Industry sources are reported to have radically scaled back the planned work as it has failed to increase sales as expected. The USD 20 million has already been spent on expensive television, newspaper and magazine advertisements.
The advertising campaign exposes the huge contradiction at the heart of some of the tuna industry’s biggest players, who like to talk about sustainability but instead of delivering change spend huge amounts of money advertising products that are caught using destructive and wasteful fishing methods.
Greenpeace is running an international campaign to encourage major tuna brands and retailers to sell sustainable tuna and to phase out the use of highly destructive Fish Aggregating Devices (FADs) used in purse seine fisheries. In the US, Greenpeace is working to change leading brand Chicken of the Sea because they continue to sell tuna caught in purse seine FAD fisheries and poorly regulated longline fisheries, both of which waste an array of marine life other than tuna including endangered sharks and turtles. Chicken of the Sea is one of the main sponsors of the failed advertising campaign. Scrap the ads, invest in sustainability!
Why doesn’t the US tuna industry instead spend money improving its fishing operations and supporting responsible fisheries? Putting proper sustainability measures in place makes good business sense for the long term because it means safeguarding future supplies, in contrast to the NFI’s bad advice of spending money to drive up short-term profits.
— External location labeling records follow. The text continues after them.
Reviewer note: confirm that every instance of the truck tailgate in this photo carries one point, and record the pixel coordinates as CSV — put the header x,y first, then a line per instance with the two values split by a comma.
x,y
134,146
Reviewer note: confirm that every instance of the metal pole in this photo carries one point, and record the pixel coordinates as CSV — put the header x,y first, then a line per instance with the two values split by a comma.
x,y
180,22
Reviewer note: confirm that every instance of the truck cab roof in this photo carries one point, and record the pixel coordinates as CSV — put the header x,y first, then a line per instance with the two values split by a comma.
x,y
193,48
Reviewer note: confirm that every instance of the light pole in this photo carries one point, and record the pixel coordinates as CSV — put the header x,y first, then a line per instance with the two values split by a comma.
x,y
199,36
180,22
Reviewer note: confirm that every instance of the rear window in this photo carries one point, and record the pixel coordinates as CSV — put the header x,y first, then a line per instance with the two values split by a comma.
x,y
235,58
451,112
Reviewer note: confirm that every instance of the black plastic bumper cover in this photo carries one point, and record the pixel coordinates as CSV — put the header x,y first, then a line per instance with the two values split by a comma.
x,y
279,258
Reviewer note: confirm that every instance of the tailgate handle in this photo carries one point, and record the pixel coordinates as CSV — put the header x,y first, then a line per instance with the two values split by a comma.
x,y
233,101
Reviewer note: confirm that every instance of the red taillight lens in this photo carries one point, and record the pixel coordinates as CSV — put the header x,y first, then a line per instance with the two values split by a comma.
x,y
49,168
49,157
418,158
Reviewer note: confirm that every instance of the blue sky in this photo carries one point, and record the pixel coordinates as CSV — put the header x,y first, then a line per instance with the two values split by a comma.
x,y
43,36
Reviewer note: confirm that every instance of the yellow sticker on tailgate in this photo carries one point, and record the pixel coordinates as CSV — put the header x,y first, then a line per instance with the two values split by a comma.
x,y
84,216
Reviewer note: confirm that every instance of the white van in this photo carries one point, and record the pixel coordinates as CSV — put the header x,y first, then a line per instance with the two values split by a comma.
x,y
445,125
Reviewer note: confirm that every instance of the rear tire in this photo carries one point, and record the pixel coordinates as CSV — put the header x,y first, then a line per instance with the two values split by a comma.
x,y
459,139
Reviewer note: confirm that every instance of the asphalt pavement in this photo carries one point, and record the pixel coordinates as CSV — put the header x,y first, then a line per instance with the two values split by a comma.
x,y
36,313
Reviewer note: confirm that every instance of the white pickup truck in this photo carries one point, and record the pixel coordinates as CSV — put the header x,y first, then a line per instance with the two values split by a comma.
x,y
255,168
USD 20 million has already been wasted, but USD 40 million of the originally earmarked budget remains. If the industry is serious about its environmental credentials, it should put its money where its mouth is and spend the money to change its fishing practices to make them less harmful to our oceans. In March, Italian tuna brand Mareblu became the latest tuna company to change its ways by committing to phase out destructive FADs. Momentum is growing to transform the tuna industry. Who will be next? The world needs tuna for tomorrow, not slick ads from companies that are lagging behind visionary competitors.